High Availability

Patroni with Consul DCS: PostgreSQL HA Without etcd

Configure Patroni to use Consul instead of etcd as its DCS for PostgreSQL HA. Covers Consul setup, patroni.yml, service discovery, HAProxy routing, and failover testing.

JusDB Team
March 5, 2026
10 min read
234 views
Most organizations running Patroni default to etcd as their Distributed Configuration Store, yet many of those same organizations already operate Consul clusters for service mesh and microservice discovery. Running a separate etcd cluster solely for Patroni duplicates operational overhead when Consul is fully capable of serving as the DCS backend. Consul's native multi-datacenter federation, built-in health checks, and service registration make it a compelling alternative that consolidates your distributed systems tooling. This guide walks through a complete Patroni-on-Consul setup: from installing a three-node Consul cluster to configuring patroni.yml, validating failover, and routing client traffic through HAProxy.
TL;DR
  • Patroni supports Consul as a DCS backend via the consul: section in patroni.yml — no etcd required.
  • Set register_service: true and Patroni automatically registers postgres (primary) and postgres-replica services in Consul for DNS/API-based discovery.
  • A three-node Consul server cluster handles both DCS duties and service registration; existing Consul clusters can serve double duty with ~10 writes/second per Patroni node.
  • HAProxy checks Patroni's REST API (port 8008) — GET / returns 200 only on the primary, GET /replica only on replicas — enabling zero-application-change client routing.
  • Always enable Consul ACLs in production and scope Patroni's token to /service/postgres-ha/* key operations and service registration only.

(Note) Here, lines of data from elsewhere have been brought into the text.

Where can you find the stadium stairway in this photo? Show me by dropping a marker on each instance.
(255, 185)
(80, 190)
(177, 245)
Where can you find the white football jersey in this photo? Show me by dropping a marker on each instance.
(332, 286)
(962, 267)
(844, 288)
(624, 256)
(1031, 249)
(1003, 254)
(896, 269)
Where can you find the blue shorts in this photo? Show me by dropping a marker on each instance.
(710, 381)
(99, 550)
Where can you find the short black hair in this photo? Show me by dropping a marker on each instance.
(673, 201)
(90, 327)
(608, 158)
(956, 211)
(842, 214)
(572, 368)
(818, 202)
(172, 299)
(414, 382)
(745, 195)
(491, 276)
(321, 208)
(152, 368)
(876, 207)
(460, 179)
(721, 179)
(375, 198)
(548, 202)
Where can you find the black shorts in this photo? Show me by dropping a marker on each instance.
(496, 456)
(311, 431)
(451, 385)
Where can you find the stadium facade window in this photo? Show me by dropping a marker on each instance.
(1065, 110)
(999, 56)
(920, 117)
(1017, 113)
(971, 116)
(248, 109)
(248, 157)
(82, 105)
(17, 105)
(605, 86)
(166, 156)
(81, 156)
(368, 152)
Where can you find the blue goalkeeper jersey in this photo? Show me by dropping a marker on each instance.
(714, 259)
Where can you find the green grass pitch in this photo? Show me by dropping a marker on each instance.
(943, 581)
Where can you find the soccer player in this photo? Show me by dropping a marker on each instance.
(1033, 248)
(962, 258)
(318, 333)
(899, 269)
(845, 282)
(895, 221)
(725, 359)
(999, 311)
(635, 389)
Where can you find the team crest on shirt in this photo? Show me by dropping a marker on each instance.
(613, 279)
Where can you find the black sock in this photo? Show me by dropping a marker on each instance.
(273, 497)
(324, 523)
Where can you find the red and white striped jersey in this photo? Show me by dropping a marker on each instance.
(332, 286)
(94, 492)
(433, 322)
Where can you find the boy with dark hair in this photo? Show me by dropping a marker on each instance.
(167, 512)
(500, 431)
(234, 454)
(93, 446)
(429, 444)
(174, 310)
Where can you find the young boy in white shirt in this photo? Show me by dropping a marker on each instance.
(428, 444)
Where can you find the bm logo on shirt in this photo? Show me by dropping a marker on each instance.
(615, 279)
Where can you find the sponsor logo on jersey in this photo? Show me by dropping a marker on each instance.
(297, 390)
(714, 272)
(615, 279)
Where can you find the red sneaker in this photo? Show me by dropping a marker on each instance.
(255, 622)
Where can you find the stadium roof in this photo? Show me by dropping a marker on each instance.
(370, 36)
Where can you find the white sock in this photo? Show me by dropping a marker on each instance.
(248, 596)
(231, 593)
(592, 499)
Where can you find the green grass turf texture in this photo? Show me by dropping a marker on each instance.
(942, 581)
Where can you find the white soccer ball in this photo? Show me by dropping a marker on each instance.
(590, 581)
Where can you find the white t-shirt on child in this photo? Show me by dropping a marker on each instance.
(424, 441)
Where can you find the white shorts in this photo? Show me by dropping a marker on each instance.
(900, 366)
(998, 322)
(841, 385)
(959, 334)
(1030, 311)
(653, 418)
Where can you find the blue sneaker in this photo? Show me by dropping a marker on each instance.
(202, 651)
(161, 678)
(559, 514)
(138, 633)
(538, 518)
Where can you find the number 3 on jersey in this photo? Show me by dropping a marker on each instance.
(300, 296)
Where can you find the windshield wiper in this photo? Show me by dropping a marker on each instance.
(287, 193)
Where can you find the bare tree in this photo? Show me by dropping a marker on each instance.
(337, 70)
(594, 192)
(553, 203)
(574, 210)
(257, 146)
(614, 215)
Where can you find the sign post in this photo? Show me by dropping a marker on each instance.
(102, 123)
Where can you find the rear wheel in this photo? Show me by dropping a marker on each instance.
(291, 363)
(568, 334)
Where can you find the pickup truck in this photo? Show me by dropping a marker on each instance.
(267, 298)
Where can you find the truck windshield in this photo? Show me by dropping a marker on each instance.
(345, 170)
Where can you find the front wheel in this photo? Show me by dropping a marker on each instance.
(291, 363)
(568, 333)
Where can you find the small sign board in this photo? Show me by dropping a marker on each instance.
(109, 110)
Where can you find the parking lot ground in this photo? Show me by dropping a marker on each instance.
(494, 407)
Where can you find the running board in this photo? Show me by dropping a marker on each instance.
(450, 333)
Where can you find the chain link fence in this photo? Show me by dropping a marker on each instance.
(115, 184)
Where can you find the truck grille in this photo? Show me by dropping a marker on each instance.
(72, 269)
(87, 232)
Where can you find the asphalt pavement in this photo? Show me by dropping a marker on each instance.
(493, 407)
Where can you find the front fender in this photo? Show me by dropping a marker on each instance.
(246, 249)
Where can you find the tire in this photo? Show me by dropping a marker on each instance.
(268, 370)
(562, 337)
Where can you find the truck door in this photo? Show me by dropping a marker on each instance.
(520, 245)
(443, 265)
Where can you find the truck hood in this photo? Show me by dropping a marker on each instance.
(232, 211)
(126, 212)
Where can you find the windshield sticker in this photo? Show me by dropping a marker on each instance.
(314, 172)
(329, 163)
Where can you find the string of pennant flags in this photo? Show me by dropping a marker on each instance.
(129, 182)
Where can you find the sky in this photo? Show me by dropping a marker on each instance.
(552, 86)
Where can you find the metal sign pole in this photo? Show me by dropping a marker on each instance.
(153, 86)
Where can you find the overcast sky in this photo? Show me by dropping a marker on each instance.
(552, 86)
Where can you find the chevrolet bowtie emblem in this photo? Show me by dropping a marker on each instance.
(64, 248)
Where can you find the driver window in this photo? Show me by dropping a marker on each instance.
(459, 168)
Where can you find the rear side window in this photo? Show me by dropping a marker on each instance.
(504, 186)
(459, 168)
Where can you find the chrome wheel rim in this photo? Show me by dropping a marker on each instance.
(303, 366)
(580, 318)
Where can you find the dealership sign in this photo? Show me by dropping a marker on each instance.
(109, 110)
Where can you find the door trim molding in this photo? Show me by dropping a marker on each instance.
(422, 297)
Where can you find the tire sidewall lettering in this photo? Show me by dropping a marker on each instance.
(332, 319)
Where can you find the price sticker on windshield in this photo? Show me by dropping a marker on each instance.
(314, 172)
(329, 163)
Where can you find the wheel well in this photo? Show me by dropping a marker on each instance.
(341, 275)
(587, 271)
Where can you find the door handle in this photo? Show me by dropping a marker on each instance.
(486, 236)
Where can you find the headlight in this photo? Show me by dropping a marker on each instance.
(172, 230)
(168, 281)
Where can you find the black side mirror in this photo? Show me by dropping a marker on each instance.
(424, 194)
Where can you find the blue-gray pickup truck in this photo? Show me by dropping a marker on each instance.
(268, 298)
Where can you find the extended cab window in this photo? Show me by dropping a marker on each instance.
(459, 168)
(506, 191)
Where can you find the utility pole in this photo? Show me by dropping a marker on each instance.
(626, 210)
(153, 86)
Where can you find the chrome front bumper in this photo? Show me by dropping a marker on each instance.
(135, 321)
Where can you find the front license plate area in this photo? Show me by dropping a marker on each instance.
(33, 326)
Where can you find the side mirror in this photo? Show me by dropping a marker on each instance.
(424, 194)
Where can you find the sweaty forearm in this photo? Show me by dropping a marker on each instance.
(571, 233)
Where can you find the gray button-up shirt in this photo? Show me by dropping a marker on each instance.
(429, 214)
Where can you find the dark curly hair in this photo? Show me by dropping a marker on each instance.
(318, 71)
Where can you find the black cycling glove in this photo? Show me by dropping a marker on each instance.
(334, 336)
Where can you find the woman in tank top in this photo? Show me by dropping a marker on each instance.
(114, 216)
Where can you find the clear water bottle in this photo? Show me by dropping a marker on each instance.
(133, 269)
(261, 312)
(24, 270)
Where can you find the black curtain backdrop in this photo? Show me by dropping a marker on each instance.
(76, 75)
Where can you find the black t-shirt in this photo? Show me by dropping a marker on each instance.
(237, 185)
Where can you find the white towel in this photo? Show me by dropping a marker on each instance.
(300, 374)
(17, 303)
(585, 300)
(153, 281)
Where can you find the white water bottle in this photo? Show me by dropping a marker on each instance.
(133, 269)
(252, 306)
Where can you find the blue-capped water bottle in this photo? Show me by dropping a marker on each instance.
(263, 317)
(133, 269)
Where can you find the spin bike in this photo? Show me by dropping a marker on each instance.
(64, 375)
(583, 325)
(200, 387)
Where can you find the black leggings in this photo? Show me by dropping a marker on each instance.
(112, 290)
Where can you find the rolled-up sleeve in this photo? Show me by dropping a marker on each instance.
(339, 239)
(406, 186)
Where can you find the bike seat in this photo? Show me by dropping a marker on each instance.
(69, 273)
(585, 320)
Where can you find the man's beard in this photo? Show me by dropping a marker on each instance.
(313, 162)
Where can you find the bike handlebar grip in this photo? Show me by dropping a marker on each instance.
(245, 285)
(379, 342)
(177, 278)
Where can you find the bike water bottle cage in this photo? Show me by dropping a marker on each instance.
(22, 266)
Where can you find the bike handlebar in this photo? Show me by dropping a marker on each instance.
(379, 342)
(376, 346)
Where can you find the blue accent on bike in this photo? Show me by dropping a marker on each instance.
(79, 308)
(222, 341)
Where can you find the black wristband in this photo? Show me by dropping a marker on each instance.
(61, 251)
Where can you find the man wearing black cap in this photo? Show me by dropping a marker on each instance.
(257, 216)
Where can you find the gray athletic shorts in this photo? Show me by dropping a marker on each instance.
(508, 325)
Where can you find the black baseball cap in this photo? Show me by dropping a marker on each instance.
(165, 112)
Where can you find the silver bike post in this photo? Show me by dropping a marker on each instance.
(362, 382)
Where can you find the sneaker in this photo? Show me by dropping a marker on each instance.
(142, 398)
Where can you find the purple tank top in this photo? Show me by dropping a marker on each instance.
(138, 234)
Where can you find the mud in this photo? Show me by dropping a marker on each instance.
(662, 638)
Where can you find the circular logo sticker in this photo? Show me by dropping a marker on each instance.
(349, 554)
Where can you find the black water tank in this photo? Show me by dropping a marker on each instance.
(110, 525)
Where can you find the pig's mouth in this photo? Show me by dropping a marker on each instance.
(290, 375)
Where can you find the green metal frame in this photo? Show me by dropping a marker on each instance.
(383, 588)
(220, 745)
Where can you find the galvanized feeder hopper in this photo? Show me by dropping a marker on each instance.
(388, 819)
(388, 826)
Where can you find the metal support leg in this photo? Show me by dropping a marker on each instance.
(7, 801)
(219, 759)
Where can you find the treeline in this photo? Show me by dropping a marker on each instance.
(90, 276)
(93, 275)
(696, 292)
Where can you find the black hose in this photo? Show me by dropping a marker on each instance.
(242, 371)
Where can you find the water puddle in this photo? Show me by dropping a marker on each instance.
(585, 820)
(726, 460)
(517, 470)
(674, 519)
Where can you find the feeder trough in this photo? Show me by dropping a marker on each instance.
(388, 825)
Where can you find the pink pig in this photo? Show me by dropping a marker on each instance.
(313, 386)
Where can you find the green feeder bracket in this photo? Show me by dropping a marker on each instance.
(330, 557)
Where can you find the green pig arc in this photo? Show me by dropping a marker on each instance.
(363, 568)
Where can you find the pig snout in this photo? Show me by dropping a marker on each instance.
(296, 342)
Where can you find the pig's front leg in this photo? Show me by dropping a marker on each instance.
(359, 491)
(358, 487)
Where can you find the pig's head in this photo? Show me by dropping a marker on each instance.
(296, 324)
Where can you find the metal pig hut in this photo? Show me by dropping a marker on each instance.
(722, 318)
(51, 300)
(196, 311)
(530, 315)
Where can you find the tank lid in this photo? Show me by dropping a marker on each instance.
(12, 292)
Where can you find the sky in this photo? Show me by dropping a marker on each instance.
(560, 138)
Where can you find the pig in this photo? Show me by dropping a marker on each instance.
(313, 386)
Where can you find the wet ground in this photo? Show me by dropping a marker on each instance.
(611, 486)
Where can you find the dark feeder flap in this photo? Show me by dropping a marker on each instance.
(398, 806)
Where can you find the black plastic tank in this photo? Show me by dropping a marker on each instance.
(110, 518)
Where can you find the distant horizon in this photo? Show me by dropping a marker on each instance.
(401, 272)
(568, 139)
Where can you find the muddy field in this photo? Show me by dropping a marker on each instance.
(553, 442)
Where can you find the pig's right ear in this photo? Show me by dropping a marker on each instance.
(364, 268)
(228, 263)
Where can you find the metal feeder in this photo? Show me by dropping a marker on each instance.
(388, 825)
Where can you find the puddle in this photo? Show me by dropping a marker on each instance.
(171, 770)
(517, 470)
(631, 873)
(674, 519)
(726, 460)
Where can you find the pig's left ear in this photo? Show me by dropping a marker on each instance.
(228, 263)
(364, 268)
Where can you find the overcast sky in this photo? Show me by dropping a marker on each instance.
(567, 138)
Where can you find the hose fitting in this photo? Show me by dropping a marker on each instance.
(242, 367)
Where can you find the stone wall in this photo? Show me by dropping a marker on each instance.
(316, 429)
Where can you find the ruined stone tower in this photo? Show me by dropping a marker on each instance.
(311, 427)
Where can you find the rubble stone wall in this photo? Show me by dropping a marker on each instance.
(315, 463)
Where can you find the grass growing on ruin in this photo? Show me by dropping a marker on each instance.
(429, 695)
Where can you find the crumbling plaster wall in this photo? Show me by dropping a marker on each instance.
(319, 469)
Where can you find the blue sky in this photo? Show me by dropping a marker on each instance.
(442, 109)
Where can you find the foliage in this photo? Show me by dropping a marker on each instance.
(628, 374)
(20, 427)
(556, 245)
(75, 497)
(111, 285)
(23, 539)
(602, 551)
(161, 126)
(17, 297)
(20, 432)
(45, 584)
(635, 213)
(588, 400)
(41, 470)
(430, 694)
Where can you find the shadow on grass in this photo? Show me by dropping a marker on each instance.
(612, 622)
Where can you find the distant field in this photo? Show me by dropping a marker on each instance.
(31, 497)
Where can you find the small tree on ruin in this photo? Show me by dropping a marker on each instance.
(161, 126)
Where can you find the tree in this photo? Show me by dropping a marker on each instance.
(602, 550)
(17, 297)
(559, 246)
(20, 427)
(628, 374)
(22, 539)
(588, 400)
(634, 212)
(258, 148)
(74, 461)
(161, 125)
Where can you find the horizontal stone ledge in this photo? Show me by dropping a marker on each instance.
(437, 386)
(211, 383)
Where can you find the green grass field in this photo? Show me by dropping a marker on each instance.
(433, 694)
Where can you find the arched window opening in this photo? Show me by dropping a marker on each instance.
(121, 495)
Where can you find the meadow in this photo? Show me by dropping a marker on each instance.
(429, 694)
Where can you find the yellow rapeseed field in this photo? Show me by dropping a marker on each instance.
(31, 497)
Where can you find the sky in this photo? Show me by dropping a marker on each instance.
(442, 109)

Why Consul as DCS Instead of etcd?

Patroni abstracts its DCS layer cleanly — it supports etcd, Consul, ZooKeeper, Kubernetes, and Raft as backends. etcd is the default and works well, but it carries its own operational footprint: cluster bootstrapping, certificate rotation, compaction jobs, and snapshot management. If your infrastructure team already runs Consul for service mesh, service discovery, or configuration management, you likely already have a production-grade three-node Consul cluster with monitoring, runbooks, and on-call coverage baked in.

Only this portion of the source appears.